Je pense que ces gondoles sont une sorte de métaphore : ce n'est pas gratuit, pas esthétique du tout, cela veut dire quelque chose et de manière très claire. Je n'aime pas du tout les films qui font croire au public qu'il est idiot; je n'aime pas les films qui ont l'air de dire : je suis très intelligent, donc c'est normal que vous ne comprenez pas !

 

© Michèle Laurent

 

On vous a reproché de faire du descriptif et du décoratif : en particulier, on vous a accablée au nom de Rossellini et de sa Prise de pouvoir par Louis XIV*.

Mais j'aime beaucoup le téléfilm de Rossellini, et alors ? Ce que je trouve curieux, c'est qu'il n'y ait pas place pour deux visions qui ne sont pas antinomiques mais complémentaires. Le film de Rossellini parle beaucoup, et moi j'avais envie de raconter par des images et je crois que ça peut être aussi le rôle du cinéma que de se servir de l'image.

Pouvez-vous préciser votre conception d'un cinéma populaire ?

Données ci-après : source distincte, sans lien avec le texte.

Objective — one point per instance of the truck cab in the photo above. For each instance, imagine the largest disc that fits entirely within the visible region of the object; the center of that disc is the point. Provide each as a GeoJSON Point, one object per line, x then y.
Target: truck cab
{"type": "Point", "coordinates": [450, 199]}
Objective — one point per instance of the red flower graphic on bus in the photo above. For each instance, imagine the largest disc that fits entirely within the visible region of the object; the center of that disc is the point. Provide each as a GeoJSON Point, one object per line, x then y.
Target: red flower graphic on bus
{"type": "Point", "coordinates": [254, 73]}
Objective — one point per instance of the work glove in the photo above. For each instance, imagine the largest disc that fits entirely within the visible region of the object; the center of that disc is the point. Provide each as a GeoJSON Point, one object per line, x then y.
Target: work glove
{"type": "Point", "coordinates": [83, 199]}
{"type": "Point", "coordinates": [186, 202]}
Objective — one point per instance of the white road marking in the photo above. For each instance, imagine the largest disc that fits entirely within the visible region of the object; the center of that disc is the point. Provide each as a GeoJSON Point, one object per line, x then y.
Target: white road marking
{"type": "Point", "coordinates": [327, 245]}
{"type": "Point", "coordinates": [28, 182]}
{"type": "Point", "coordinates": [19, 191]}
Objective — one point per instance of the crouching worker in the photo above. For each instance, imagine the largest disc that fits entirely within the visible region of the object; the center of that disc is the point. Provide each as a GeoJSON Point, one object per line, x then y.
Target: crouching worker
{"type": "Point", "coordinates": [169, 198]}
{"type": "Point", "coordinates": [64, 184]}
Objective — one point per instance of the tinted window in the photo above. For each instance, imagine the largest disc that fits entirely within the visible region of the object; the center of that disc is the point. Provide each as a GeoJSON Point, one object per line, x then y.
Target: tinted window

En tant que troupe de théâtre, notre recherche a toujours été orientée vers un théâtre populaire qui soit de la qualité la plus irréprochable possible pour montrer que "spectacle populaire", ça ne veut pas dire soupe populaire. Au cinéma, il était normal que nous ayions la même envie, c'est-à-dire ne pas faire un film de chapelle ou un film d'avant-garde. Encore que je réclame le droit pour tout le monde de faire ses propres recherches et qu'on n'assasine pas un type de cinéma au nom d'un autre. Je trouve formidable qu'il y ait place pour Molière et pour Le Camion** mais je trouverais grave que l'auteur du Camion dise qu'un film d'un milliard, c'est scandaleux, car s'il n'y avait que des films comme Le Camion, il n'y aurait pas beaucoup de gens qui travailleraient au cinéma. Par ailleurs, je trouve qu'un metteur en scène ne peut faire que les choses qu'il aime et moi j'aime ce cinéma-là : je n'ai pas beaucoup à me forcer pour rechercher dans cette direction-là. Ce que j'espère c'est qu'il n'y aura pas de barrage pour empêcher les gens pour qui le film a été fait d'aller le voir : c'est là le danger si j'en juge par le barrage qui a été organisé à Cannes. On verra. Mais nous allons tout faire pour enfoncer ce barrage.

J'ai lu dans votre biographie que vous êtes de père russe et de mère anglaise et pourtant je trouve que vous avez merveilleusement senti la culture française.

Je suis née en France, je suis allée à l'école en France et je suis française. Peut-être que je suis aussi sensibilisée à un certain type de cinéma russe... Mais ce qui est frappant dans ce siècle, c'est que lorsqu'on parle de la culture française cela évoque quelque chose de policé, de figé : mais, justement, une des données du film, c'est de révéler que la culture française est multiple, c'est qu'il y a une culture populaire et une qui ne l'ai pas, et qu'à l'époque de Molière, en tout cas, il y avait des cultures diverses, de même qu'il y avait plusieurs royaumes de France. C'est un peu ce que nous voulions montrer dans la première partie du film : le carnaval est à la fois une expression de la culture traditionnelle, presque millenaire dans ces origines religieuses, et une explosion de spontaneité, de révolte, et donc aussi un phénomène culturel ; et la culture était présente dans les objets usuels, dans les spectacles de rues. Dans la deuxième partie, le spectacle, les fêtes se passent à la cour : il y a une espèce de confiscation et c'est cela le vrai mouvement de l'histoie culturelle de ce siècle de Louis XIV.

Propos recuillis par Marcel Martin pour la revue Écran (1978)

 

*Téléfilm réalisé par Roberto Rossellini pour la télévision française en 1966, il s'agit d'une reconstitution historique qui brosse le portrait de Louis XIV au début de son règne.

** Long-mtrage de Marguerite Duras, sorti au cinéma le 25 mai 1977.